The dissipation kinetics has three phases: the "stripping phase", which is mainly due to mechanical factors not operating in storage trials (such as wind and rain); the "degradation phase", which is due to physical and chemical factors; and the "persistence phase", determined by residue retention in the material (Coscollá, 1993). In the present study, DDVP showed the highest k values (0.542), followed by PMM (0.023) and CPM (0.018). For DDVP, the first-order kinetics established the highest average k values of the three active ingredients. These high k values may respond to the high volatility characteristic of this insecticide, which provides short-term protection (15 days) (CASAFE, 2020). Thus, first-order kinetics should be used to predict the behavior of residues only at the "stripping phase" of dissipation. For CPM, some authors have found a similar model with a k value of 0.007 (Zhao et al., 2014), whereas for PMM, in a work involving wheat and oats, no degradation kinetics was detected due to the persistence of residues (Lucini and Molinari, 2011).

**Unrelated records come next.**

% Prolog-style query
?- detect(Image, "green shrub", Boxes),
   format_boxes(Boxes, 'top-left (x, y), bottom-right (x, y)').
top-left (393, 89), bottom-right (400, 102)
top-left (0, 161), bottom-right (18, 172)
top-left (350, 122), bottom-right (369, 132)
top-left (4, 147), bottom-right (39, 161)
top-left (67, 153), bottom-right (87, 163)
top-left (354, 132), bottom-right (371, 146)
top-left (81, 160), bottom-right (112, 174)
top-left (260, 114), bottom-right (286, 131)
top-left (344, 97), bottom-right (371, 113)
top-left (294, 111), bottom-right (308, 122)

Regarding the HL of organophosphorus pesticides, previous studies have found high variability (0.7 to 55 days) (Fantke and Juraske, 2013). In this study, HL was found to be greater for CPM (38.8 days) than for PMM (30.1 days) and DDVP (1.3 days); these differences were associated with the physico-chemical characteristics of each active ingredient (Balinova et al., 2006; Lalah and Wandiga, 2002). Reported estimates of HL vary between two weeks for DDVP in wheat (Holland et al, 1994), between 70 and 169 days for CPM (Afridi et al., 2001; Fleurat-Lessard, 1998), depending on the grain moisture, and 99 days for CPM in soybean (Zhao et al., 2014). In addition, a slower dissipation has been reported for PMM, with a HL between 100 and 490 days in wheat (Afridi et al., 2001; Holland et al., 1994) and between 85 and 96 days in corn, depending on the dose (Alleoni and Baptista, 2001). The results of our study suggest that the HLs here observed in soybean are lower than those reported in other studies of soybean grains.
CONCLUSION
Insecticides residues in soybean decreased below 80% of the initial concentration at 60 days after application and below quantifiable levels at 120 days. Residues followed a pseudo-first-order dissipation dynamics [Ct = Co×exp(-k.t)], with the dissipation constant (k) and half-lives being 0.538 and 1.3 days for dichlorvos, 0.018 and 38.8 days for chlorpyrifos-methyl, and 0.023 and 30.1 days for pirimiphos-methyl, respectively. These results allow concluding that, at the recommended dosage, these insecticides are safe for use on soybean grains stored under standard conditions commonly nowadays used in Argentina. The knowledge of the dissipation curves in these three insecticides allows us to predict the post-harvest interval necessary to attain a certain level of residues in order to comply with current legislation.